どこかに飛んで行ってしまった得物たちの代わりに右手に魔法で生み出した漆黒の剣を携えて、俺はドラゴンに向かって疾駆していく。さっきまで微動だにしなかった体が再び動くようになったとはいえ、それは呪いの効果による一時的なもののようで、なんとなくマナを使って推進力を得る技術”纏い”にも似た、自分の体を無理やり操り人形のように動かしているような感覚があった。
俺が狙いを定めるドラゴンもこちらの尋常ではない様子に気づいたようで、蛇にも似た首を動かしてこちらに大きく開けた口を向けた。幾度となく見たその動き、今からこいつは俺に向かって火炎を投射しようとしているのだ。
「させるかよ……ッ!」
マナよりもはるかに重く、粘りすら感じる体内の何かを足に集中させて俺は纏いの体勢に入る。タイミングを合わせて纏いを発動した瞬間、普段の纏いとは比べ物にならないほどの爆発的な加速が発生し、俺の足は木の床を粉砕するほどのスピードで蹴り出された。そのまま減速することなく地面すれすれを水平に跳躍していき、目の前にドラゴンの真っ赤な口が迫る。その大口の中のずらりと並んだ歯、奥へと洞穴のように続く喉、そして太く長い舌の先端の小さな穴から赤い光がちらついている様子すら見える距離になったところで再びの纏いを発動させ、俺の足で上向きに弧を描いた。すさまじい速度で回転した踵は一回転してドラゴンの脳天を鈍い音を立てながら打ち抜く。そこで初めて纏いで振り撒かれているのがいつもの紫の光ではなく黒い粒子であることに気がついた。俺の踵に打たれたドラゴンの顎はバチンと締まり、そのまま地面に叩きつけられる。

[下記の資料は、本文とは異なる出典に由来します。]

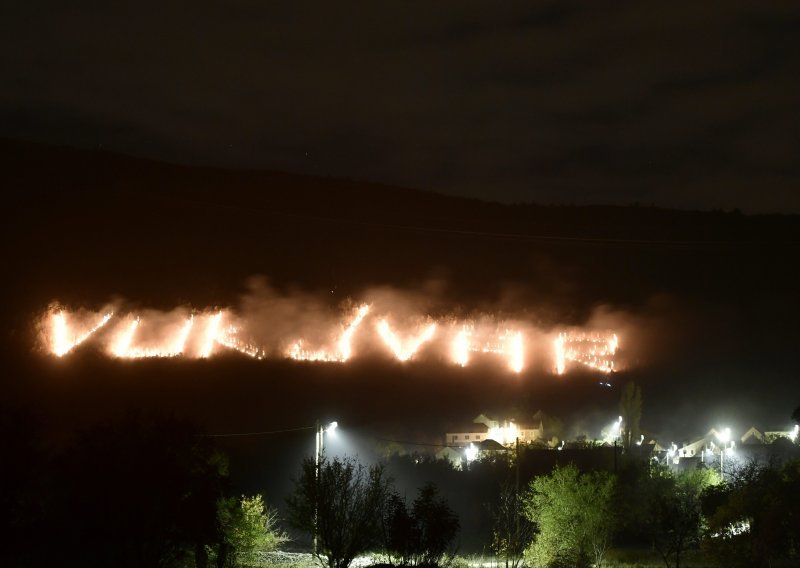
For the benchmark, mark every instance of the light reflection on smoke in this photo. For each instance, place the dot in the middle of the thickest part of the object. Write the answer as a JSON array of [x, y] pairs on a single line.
[[203, 334]]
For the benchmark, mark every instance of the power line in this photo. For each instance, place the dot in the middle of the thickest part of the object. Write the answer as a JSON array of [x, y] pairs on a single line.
[[262, 433]]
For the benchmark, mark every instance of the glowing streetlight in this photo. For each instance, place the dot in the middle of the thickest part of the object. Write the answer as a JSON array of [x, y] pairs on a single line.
[[724, 437], [320, 446]]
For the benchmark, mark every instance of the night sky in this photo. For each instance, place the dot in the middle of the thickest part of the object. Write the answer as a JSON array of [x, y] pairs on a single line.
[[682, 104]]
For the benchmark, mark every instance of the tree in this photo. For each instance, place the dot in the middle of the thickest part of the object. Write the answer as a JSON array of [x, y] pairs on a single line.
[[512, 531], [671, 510], [423, 536], [247, 527], [341, 503], [630, 408], [753, 519], [139, 491], [574, 517]]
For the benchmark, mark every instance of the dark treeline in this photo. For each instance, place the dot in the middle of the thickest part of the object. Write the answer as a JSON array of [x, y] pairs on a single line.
[[149, 490]]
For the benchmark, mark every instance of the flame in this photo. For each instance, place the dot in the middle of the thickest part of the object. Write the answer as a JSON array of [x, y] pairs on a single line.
[[344, 347], [180, 342], [228, 338], [509, 344], [404, 352], [593, 350], [461, 347], [122, 346], [560, 356], [212, 332], [181, 337], [63, 340], [517, 355]]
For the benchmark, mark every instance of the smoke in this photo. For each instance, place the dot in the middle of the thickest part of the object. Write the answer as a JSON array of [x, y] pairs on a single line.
[[417, 325]]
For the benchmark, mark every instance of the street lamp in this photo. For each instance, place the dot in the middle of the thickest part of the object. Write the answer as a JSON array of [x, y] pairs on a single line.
[[724, 437], [321, 430], [320, 446]]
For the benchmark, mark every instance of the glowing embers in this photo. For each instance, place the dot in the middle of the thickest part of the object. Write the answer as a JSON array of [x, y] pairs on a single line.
[[203, 334], [506, 343], [344, 349], [136, 338], [66, 336], [228, 337], [595, 350], [407, 349]]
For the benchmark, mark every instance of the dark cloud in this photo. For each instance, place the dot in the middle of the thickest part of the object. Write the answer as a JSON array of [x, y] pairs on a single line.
[[683, 104]]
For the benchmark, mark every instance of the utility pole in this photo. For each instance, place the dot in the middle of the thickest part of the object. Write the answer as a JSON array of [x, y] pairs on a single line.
[[317, 455]]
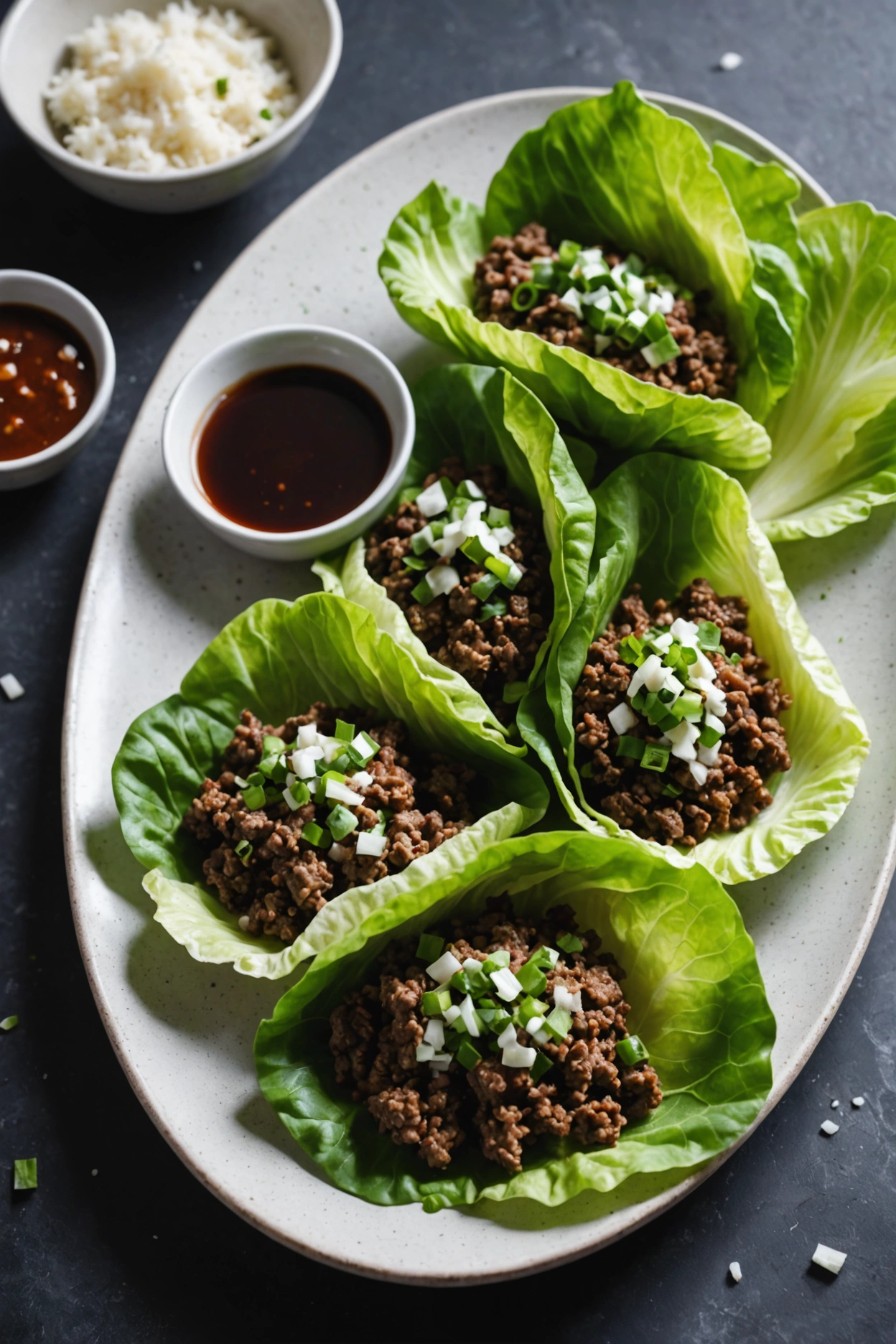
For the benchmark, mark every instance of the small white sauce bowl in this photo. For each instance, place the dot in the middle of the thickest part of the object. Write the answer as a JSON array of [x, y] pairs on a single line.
[[32, 47], [55, 297], [276, 347]]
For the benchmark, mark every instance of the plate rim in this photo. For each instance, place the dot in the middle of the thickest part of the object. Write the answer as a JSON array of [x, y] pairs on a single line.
[[638, 1214]]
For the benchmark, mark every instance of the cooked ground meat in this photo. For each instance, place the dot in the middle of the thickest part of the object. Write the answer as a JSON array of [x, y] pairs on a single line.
[[586, 1093], [752, 749], [706, 363], [286, 881], [490, 653]]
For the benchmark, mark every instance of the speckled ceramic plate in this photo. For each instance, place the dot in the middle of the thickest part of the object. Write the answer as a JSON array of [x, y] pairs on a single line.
[[159, 588]]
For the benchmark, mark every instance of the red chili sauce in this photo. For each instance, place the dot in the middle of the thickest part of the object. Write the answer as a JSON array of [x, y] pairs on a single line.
[[47, 379], [293, 448]]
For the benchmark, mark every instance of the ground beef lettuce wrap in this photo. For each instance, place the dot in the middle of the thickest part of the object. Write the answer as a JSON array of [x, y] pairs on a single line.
[[694, 997], [183, 760], [664, 523]]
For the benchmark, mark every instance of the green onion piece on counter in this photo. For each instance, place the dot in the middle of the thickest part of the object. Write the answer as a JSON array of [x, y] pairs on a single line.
[[429, 948], [708, 636], [490, 609], [532, 979], [468, 1055], [570, 943], [630, 1050], [559, 1023], [655, 757], [436, 1002], [422, 593], [567, 253], [24, 1174], [485, 587], [539, 1068], [342, 821], [524, 296]]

蹴りの反作用で一回転しながら後方に着地し、すぐに追撃を加えようと右足を踏み出したところで、突如として俺は頭をかち割られて中に電撃を流されたかと思うほどの頭痛に襲われた。ガンガンと周りの音が聞こえないくらいに耳鳴りが響き、心臓を握り通されているかのような空虚感に苛まれる。恐らくは呪いが水面下にあったその影響をついに顕現させ始めたのだろう。なぜだか小さな頃の記憶が蘇り、しかしすぐに写真が燃えるかのように記憶が消滅していく。

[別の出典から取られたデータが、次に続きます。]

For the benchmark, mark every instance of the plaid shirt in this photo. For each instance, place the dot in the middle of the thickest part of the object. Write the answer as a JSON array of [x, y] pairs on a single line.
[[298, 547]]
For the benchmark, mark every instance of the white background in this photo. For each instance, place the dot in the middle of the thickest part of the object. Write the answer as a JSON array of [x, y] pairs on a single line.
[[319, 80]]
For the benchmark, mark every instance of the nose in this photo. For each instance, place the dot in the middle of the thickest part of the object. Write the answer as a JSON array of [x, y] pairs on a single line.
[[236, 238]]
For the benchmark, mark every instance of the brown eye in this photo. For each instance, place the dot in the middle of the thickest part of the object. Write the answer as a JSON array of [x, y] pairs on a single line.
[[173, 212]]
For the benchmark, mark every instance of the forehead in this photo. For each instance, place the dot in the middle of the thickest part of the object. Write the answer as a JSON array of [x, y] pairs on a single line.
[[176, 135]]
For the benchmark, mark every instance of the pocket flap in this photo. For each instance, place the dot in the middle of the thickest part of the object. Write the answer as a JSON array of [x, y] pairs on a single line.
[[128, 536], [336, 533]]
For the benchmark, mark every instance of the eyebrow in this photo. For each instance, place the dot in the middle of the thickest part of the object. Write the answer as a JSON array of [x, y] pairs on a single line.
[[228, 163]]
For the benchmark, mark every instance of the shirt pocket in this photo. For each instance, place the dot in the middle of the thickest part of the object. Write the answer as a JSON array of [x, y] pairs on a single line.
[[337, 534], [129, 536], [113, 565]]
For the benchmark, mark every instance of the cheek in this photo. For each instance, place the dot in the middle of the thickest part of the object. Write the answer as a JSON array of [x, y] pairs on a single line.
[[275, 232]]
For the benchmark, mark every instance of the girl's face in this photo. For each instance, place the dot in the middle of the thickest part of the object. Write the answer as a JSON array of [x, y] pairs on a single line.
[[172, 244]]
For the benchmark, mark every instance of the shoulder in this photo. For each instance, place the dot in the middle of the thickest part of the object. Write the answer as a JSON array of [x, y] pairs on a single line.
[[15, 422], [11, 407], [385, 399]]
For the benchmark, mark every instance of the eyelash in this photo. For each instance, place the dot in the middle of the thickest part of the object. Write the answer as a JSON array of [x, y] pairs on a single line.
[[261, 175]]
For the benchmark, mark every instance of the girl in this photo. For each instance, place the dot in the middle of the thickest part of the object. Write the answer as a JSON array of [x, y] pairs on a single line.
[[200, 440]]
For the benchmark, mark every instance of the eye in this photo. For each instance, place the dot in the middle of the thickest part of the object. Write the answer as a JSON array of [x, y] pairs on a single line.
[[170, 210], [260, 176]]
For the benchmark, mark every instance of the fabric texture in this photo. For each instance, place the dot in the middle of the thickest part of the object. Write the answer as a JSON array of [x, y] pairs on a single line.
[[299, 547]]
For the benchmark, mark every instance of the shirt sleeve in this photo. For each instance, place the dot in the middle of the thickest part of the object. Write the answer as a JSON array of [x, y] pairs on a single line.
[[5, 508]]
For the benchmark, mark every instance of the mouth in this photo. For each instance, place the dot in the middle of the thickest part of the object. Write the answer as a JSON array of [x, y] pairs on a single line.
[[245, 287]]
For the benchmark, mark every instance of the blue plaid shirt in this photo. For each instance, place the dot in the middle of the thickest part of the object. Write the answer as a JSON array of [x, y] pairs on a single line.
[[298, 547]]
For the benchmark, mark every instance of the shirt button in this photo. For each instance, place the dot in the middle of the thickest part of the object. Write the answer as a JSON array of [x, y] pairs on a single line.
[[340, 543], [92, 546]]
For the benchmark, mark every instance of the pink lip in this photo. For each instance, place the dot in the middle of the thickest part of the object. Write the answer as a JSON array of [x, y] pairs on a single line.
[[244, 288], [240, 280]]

魔法で存在を維持していた剣が俺の手から滑り落ち、儚い破砕音を立てて消滅する。その音でようやく俺は記憶の中から現実に戻ってくることが出来た。どれだけ長い時間意識を喪失していたかとドラゴンの方を見やると、すでに目の前に鋭い爪が迫っている。俺が慌てて纏いを発動させて上空に飛び出すと、それすら読んでいたかのようにドラゴンはその巨大な顎で俺に噛みつこうと口を開いていた。上空で何とか体勢を持ち直しながら俺はドラゴンに向かって右手を突き出して詠唱を開始する。
「テネロ・エメルゲ・ルーン!!」
俺の手に現れた黒い魔法陣から樹木を思わせる黒いスパイクが竜に向かって急速に伸びていき、さすがの竜もたまらず頑丈な鱗に覆われた腕で頭を守った。鱗に直撃するや否やスパイクはバキバキとまさしく木のように壊れていくが、ドラゴンの追撃を防ぐことが出来たのなら御の字だ。くるくると回転しながらドラゴンの正面に着地した俺は再び魔法で剣を造り出すと中段に構えた。

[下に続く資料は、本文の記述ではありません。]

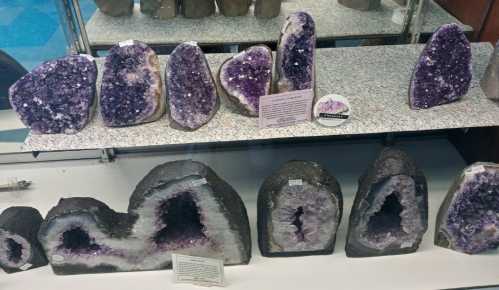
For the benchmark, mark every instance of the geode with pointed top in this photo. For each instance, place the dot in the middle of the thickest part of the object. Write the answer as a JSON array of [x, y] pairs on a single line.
[[443, 72], [390, 211], [131, 86], [247, 76], [58, 96], [192, 94], [19, 246], [468, 219], [299, 211]]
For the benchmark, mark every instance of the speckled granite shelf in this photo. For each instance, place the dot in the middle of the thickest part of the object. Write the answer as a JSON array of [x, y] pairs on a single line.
[[334, 21], [375, 79]]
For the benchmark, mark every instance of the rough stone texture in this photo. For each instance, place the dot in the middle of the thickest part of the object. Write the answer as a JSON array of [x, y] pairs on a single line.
[[58, 96], [131, 89], [390, 211], [468, 219], [192, 94], [299, 217], [247, 76], [19, 246], [443, 72]]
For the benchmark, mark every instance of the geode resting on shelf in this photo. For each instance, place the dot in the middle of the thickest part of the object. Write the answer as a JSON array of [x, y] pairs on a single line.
[[58, 96], [468, 219], [247, 76], [192, 94], [299, 211], [443, 72], [19, 246], [131, 85], [390, 211], [295, 63], [179, 207]]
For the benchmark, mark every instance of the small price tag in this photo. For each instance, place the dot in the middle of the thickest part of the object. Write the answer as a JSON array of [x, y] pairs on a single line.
[[198, 270]]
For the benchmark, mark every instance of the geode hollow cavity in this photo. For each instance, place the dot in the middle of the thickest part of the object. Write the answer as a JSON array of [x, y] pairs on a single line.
[[247, 76], [468, 219], [58, 96], [299, 211], [443, 72], [19, 246], [179, 207], [390, 211], [192, 94], [131, 86]]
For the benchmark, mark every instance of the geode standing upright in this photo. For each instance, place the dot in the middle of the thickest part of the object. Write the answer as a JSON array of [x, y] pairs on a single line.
[[247, 76], [192, 94], [468, 219], [299, 211], [19, 246], [443, 72], [390, 211], [58, 96], [131, 86]]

なんとか記憶の狭間からは脱出できたものの相変わらずひどい頭痛は消えない。体の、そして心のタイムリミットが迫っているのを本能的に感じつつ、俺は短期決戦に持ち込もうとドラゴンに向かって突進した。まず狙うのは先ほどの切りつけた方とは逆の腕と足。ここで一気に奴の体勢を崩すことが出来ればこちら側に勝機が見えてくるはずだ。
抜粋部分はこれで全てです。